The Priestly Ability to Serve

I also wear the mask when I perform my priestly duties and serve in the Church of Jesus Christ of Latter-day Saints. Though exception allows me to avoid the mask by staying away from church buildings, I would feel derelict in my duties to God and his children if I took such an exemption from service. In this case, I only wear the mask in church to attend the priestly service I perform under covenant with God.

The New World Religion of the Mask as a Replacement for American Exceptionalism

Over the last ten years, I have watched my country change into a place I can hardly recognize. The mask serves as a poignant symbol of the new government-established and compelled "public health" religion that has infused our land.

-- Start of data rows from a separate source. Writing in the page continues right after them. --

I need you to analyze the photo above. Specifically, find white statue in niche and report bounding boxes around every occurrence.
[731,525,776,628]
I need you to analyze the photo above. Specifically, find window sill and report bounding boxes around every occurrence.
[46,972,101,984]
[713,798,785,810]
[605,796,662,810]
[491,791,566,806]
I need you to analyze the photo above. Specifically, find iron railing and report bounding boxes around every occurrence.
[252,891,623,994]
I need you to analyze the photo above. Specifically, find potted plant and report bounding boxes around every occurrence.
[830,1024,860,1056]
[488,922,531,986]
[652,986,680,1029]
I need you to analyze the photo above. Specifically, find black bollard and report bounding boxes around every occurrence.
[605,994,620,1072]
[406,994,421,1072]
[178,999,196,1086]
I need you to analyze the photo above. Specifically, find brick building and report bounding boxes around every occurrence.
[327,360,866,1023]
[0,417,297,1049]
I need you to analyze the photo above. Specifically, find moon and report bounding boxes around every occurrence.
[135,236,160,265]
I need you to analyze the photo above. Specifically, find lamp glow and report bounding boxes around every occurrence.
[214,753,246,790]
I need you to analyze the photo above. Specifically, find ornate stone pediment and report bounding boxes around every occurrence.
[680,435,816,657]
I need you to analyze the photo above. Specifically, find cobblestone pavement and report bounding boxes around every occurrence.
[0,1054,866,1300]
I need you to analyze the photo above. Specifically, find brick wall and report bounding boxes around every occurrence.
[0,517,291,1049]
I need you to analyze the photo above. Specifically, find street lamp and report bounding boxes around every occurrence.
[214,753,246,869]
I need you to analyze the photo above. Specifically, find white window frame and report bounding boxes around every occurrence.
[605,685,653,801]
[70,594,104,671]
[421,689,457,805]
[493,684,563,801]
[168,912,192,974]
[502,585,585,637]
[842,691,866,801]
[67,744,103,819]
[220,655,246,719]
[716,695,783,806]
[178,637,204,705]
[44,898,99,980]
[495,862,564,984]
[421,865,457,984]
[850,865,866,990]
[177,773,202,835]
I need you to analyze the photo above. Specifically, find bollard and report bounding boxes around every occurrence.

Liberty and a pluralistic society have not just disappeared, they are routinely belittled and punished in this time of ideological opportunism born of fear. Our national value of having different peoples living together in peace is simply no longer acceptable to agitating cultural squatters who seek to "divide and conquer" the United States and its founding principles.
Our Constitution that defended my liberal values of equal freedom from government coercion and equal justice and laws that pertain to all is flatly ignored in the perverse names of the newer demands of "social justice" and "public health". I have little allegiance to a system that officially separates people into groups and then showers such groups with either special privileges or cruel repressions, all praised by legislatures and stamped with an executive seal.

Recent weeks have seen urban centers terrorized by mobs and the reluctance by many "leaders" to re-establish order. Even elected officials join in the action to politically pander to "disgruntled" groups. Again, this is not the America of ten years ago and it is made much more like the squalid, corrupted, and enslaved parts of the world every passing day. Where will Central America's refugees go for real asylum in the future when our country is just as ruined as theirs?

Our independence has been buried and our revolution from foreign oppression is ultimately recorded as a loss. We have extinguished the "shining light on the hill" and watched as our families and communities are plunged into a repressive state darkness under the guise of a "saving" mask and other actions. The soul of The United States of America has simply died and this foundling tyranny that still bears its name is a cruel mockery of our founding. I would rather perish defending the principles of our liberty than die cowering in some corner, trusting to some purported salvation from schemers and a bit of fabric on my face.

19 July 2020

The Robustness Principle

"Be liberal in what you accept, and conservative in what you send"
Postel J., (1989) Request for Comment (RFC) 1122, Requirements for Internet Hosts -- Communication Layers, 1.2.2 - Robustness Principle.
There are very few people who have been so wise and productive that I choose to revere them. One of these is the computer scientist Jon Postel, whose list of accomplishments is long.

If you are reading this now, you have Jon and a handful of others to thank for the massive "network of networks" that each of us use everyday in our digital communications. Youtube, Netflix, Facebook, and everything else on the Internet owe a great debt of gratitude to Jon and his collegues who concieved, designed, and built the inter-network in the first place.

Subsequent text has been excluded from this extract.